Sarà fondamentale il ruolo dei mediatori culturali e linguistici, visto che la barriera della lingua è il principale ostacolo educativo da rimuovere, mentre i profughi, soprattutto i più piccoli, potranno usufruire dei fondi messi a disposizione dall’articolo 1, comma 697, della legge 30 dicembre 2021, per avere supporto psicologico visto il sommarsi delle fatalità belliche all’emergenza epidemiologica già in atto.
Per ora i fondi stanziati ammontano a un milione di euro, da ripartirsi senza un ordine prestabilito ma in base alle singole esigenze territoriali, anche se, vista la situazione in continuo divenire, ci si aspettano nuove risorse e indicazioni più precise su come usarle nelle settimane a venire.

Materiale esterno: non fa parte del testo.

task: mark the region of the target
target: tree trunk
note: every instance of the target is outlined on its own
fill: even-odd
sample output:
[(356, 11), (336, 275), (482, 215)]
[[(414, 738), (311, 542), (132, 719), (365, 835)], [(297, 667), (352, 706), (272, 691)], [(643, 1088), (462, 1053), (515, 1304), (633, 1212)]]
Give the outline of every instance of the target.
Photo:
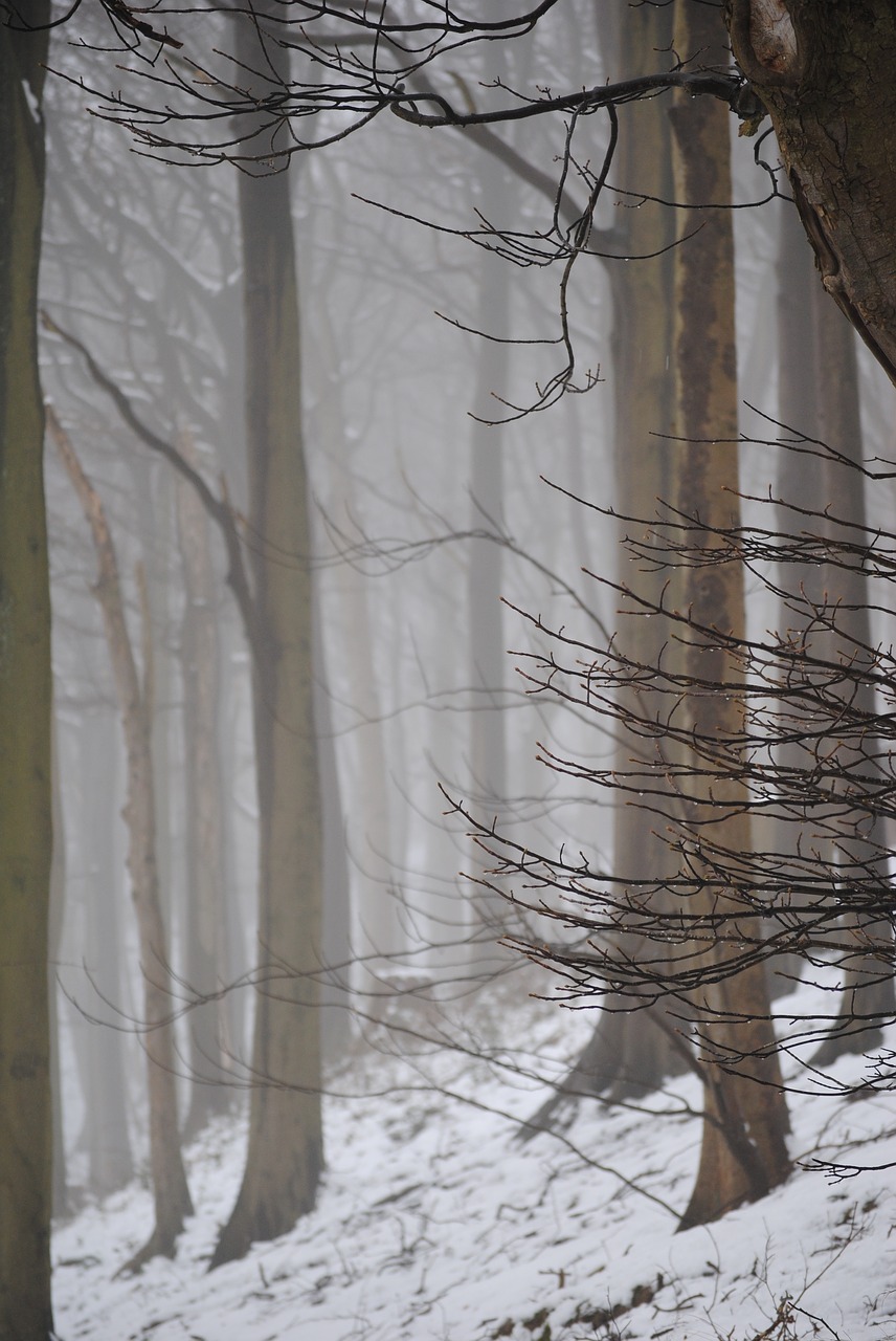
[(48, 0), (0, 24), (0, 1336), (47, 1341), (50, 581), (38, 375)]
[(822, 284), (896, 381), (896, 11), (889, 0), (729, 0), (727, 23)]
[[(181, 453), (196, 469), (197, 453), (185, 434)], [(189, 1140), (229, 1108), (221, 1084), (230, 1059), (228, 1000), (214, 994), (228, 980), (230, 961), (224, 886), (224, 795), (218, 763), (218, 598), (209, 520), (196, 489), (175, 483), (175, 511), (183, 571), (181, 676), (183, 683), (183, 755), (186, 790), (186, 980), (197, 998), (188, 1018), (190, 1106), (183, 1124)]]
[(193, 1214), (181, 1159), (174, 1034), (170, 1022), (174, 994), (155, 865), (149, 613), (143, 589), (142, 616), (146, 653), (143, 683), (141, 684), (125, 620), (118, 559), (99, 495), (84, 475), (71, 441), (52, 410), (48, 412), (48, 425), (94, 536), (99, 566), (95, 593), (103, 611), (127, 750), (127, 801), (125, 806), (130, 835), (127, 869), (137, 912), (143, 976), (143, 1029), (146, 1031), (143, 1046), (147, 1062), (150, 1168), (155, 1203), (155, 1227), (145, 1247), (123, 1267), (125, 1271), (130, 1273), (139, 1271), (153, 1257), (174, 1257), (183, 1219)]
[[(717, 12), (706, 5), (680, 3), (675, 50), (699, 51), (702, 60), (725, 60)], [(690, 99), (688, 99), (690, 103)], [(672, 118), (675, 197), (694, 207), (731, 198), (727, 115), (702, 99), (683, 106)], [(679, 236), (699, 232), (675, 248), (675, 369), (676, 441), (668, 444), (676, 481), (675, 506), (687, 518), (710, 527), (737, 527), (738, 508), (738, 396), (734, 333), (734, 241), (731, 216), (725, 209), (683, 212)], [(713, 544), (711, 534), (695, 544)], [(682, 609), (702, 626), (743, 636), (743, 575), (738, 563), (690, 567), (682, 579)], [(737, 676), (727, 653), (700, 638), (687, 641), (686, 673), (714, 685)], [(683, 704), (698, 736), (738, 739), (743, 705), (737, 695), (691, 693)], [(688, 821), (706, 821), (714, 799), (699, 772), (688, 779)], [(717, 789), (718, 791), (718, 789)], [(715, 834), (729, 849), (750, 852), (746, 791), (733, 780), (725, 786), (723, 831)], [(700, 835), (711, 841), (714, 825), (691, 831), (699, 864)], [(725, 905), (723, 894), (703, 889), (694, 896), (692, 912), (711, 916)], [(731, 904), (731, 912), (737, 905)], [(718, 943), (706, 949), (707, 967), (725, 957)], [(745, 1200), (755, 1200), (782, 1183), (790, 1171), (785, 1133), (788, 1114), (774, 1053), (774, 1030), (762, 967), (742, 971), (708, 986), (694, 1003), (704, 1074), (703, 1143), (696, 1184), (680, 1227), (717, 1219)], [(770, 1050), (767, 1057), (758, 1055)], [(726, 1063), (737, 1058), (735, 1070)]]
[[(119, 1000), (122, 984), (119, 897), (123, 861), (118, 731), (113, 707), (102, 705), (79, 721), (78, 755), (72, 762), (80, 779), (80, 805), (76, 822), (70, 829), (80, 838), (87, 885), (83, 943), (72, 957), (87, 966), (91, 988), (113, 1003)], [(127, 1129), (126, 1035), (80, 1014), (72, 1029), (75, 1041), (78, 1035), (83, 1039), (80, 1051), (84, 1057), (84, 1126), (78, 1145), (87, 1151), (87, 1185), (102, 1198), (125, 1187), (134, 1176)]]
[(62, 1106), (62, 1066), (59, 1057), (59, 984), (56, 974), (62, 960), (62, 937), (66, 921), (66, 833), (59, 778), (58, 728), (51, 725), (52, 755), (52, 865), (50, 869), (50, 1077), (52, 1088), (52, 1214), (68, 1215), (68, 1183), (66, 1179), (66, 1139)]
[[(260, 68), (256, 28), (240, 27)], [(276, 64), (281, 54), (271, 47)], [(267, 58), (265, 58), (267, 59)], [(263, 63), (263, 68), (271, 68)], [(313, 730), (312, 578), (301, 441), (299, 291), (287, 172), (240, 177), (246, 451), (254, 569), (258, 991), (249, 1148), (210, 1267), (285, 1234), (315, 1203), (320, 1114), (321, 815)]]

Neutralità attiva o pacifismo militare, interventismo indiretto o appoggio morbido, i mille volti del pacifismo si declinano attraverso ossimori che denunciano l’impotenza del dialogo democratico, e diplomatico, di fronte al militarismo russo e, mentre i partigiani ucraini cercano la rappresaglia per fiaccare il gigante sovietico, diventa difficile spiegare ai ragazzini una guerra in cui persino i più avveduti commentatori faticano a trovare un senso.